KERV, while ancient in origin, has retained a cellular function in active centromeres through recruitment of specific centromere proteins and production of novel small RNAs in marsupial and eutherian lineages [20
]. Likewise, transcription of HERV-K [41
] elements has also been retained, although functional coding sequences for either class of elements have not been identified nor has any involvement with cellular function been examined. Thus, not only is there a tight correlation between EBs and CEN as regional domains involved in genome rearrangement, instability and karyotypic evolution, there is a tight correlation between specific sequences found in these regions (i.e. HERV-K type elements). Two scenarios may explain the presence of these elements at orthologous EB: either HERV-K replaced KERV elements within a eutherian ancestor at the region orthologous to 14q32.33, or the KERV and HERV-K elements independently integrated into orthologous EB. Understanding the integration preference sites for each respective class may shed light on the order of integration events.
Given the predisposition of the EB on Meu1q and Hsa14q32.33 for continuous rearrangement through double-strand breaks and ENC formation within both marsupials and humans, the coincidence of specific classes of retroelements at these regions implies they may be integral to the underlying mechanism for prolonged instability.

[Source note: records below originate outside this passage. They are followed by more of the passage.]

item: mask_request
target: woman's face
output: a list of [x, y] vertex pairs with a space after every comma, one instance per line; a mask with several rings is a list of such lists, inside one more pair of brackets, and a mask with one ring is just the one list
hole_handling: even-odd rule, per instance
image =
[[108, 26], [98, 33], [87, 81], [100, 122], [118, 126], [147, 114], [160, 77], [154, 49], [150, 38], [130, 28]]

A recent study of double-strand repair mechanisms in yeast showed that those breaks that give rise to chromosome aberrations were repaired by homologous recombination (HR) between nonallelic Ty retrotransposons [42
]. In light of the finding that HR between nonallelic repeat elements contributed to a large portion of the structural variation in the human genome [43
], it is intriguing to consider that sustained activity of retroelements, not necessarily through transposition, but rather through an inherent propensity for HR between elements at distant genomic locations may contribute to both the evolutionary novelty of the genome but also to its innate instability.